Hamas beschwert sich, dass Juden das Leben von Terroristen nicht retten
7. September 2008 at 22:10 | In Nahost-Konflikt, Palästinenser | Leave a CommentTags: Gazastreifen, Hamas
Elder of Ziyon, 6. September 2008
Die Al Qassam-Internetseite der Hamas ist immer wieder ein spaßiger Ort zum Betrachten der verdrehten Logik eines kranken, pervertierten Volks. Das war heute nicht anders.

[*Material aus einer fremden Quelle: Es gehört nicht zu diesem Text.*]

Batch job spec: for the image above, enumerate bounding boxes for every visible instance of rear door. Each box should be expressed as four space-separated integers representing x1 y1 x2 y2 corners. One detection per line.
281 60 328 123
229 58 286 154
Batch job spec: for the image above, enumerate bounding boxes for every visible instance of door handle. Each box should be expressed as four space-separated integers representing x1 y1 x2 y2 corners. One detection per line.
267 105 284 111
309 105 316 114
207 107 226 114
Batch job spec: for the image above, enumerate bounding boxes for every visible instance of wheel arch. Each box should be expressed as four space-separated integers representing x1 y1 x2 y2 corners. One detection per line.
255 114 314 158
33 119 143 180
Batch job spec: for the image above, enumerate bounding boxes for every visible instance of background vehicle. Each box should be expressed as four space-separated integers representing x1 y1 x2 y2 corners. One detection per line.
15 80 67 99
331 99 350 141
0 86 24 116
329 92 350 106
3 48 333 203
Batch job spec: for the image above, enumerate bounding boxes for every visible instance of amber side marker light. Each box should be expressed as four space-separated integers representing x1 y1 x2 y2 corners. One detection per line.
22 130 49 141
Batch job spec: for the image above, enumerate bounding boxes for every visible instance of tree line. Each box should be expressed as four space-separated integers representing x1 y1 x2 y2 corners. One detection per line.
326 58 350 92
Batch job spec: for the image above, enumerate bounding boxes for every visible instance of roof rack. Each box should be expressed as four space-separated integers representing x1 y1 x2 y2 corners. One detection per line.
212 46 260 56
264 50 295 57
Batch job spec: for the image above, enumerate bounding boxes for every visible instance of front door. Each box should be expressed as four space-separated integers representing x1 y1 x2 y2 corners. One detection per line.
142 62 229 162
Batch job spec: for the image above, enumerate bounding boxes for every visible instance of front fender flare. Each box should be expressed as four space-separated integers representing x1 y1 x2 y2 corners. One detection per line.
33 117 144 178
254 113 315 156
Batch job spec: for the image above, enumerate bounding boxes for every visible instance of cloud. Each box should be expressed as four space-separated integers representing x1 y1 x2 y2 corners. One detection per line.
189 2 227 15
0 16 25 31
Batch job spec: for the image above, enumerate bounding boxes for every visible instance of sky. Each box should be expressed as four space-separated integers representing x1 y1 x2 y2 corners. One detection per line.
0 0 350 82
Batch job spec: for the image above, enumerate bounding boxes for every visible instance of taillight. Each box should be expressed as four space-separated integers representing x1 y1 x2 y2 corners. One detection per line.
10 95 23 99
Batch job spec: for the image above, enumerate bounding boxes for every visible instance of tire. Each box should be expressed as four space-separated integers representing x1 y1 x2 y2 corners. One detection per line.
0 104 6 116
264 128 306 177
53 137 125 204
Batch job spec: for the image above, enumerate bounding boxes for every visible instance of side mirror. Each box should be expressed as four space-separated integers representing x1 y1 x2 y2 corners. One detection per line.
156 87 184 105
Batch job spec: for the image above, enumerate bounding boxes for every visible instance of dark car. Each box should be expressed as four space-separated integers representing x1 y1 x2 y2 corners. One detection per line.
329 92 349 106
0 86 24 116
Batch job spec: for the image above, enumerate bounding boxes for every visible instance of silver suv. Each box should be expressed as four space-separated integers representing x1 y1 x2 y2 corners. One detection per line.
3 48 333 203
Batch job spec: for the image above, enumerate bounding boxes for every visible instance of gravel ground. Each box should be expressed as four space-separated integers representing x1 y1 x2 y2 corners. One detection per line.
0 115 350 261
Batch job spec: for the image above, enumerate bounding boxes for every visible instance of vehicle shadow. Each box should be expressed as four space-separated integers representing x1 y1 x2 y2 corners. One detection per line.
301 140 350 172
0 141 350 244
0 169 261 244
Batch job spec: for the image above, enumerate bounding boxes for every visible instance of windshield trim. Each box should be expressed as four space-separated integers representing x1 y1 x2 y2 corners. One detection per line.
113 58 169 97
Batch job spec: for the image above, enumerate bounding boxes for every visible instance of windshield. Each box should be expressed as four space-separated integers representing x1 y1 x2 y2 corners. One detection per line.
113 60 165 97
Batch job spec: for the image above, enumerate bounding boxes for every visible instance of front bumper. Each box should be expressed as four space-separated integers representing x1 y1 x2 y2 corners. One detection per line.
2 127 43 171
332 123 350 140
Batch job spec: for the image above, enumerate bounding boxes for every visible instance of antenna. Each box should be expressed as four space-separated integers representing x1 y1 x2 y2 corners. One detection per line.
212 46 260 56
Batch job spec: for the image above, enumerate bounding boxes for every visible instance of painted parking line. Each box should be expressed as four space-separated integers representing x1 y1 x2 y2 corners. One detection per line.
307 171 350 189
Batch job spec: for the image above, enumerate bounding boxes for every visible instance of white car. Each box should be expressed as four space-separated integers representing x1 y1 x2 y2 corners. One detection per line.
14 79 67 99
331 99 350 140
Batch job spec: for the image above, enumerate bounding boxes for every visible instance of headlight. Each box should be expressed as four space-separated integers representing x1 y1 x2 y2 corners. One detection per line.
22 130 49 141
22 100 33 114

Ein Hamas-Mitglied starb heute an Krebs. Die Ankündigung dieses Ereignisses durch die Hamas ist voller faszinierender Leckerbissen:
Militär-Kommuniqué
Die Al-Qassam-Brigaden trauern um Mohammed Hassuna,
der von Krebs zum Märtyrer gemacht wurde.
Während die Al Aksa-Intifada gegen den Besatzungsangriff auf den Gazstreifen weiter geht, haben die Izzedin al-Qassam-Brigaden ihre besten Männer auf dem Spielplatz des Todes, um ihr Volk vor den Angriffen des Feindes zu schützen… Heute betrauern die Al-Qassa-Brigaden den Tode des Muhajid:
Mohammed Rawhi Mahmud Hassuna, 25 Jahre alt
Scheik Redwan-Viertel – Gazastreifen
Der Muhajid wurde durch Krebs zum Märtyrer; der Märtyrer schaffte es wegen der zionistischen Belagerung des Gazastreifens nicht zu medizinischer Behandlung zu reisen. Die Al-Qassa-Brigaden betrauern den Tod des Muhajid und bestätigen erneut ihre Verpflichtung und Entschiedenheit den Widerstand gegen die kriegslüsternen Besatzungstruppen fortzusetzen.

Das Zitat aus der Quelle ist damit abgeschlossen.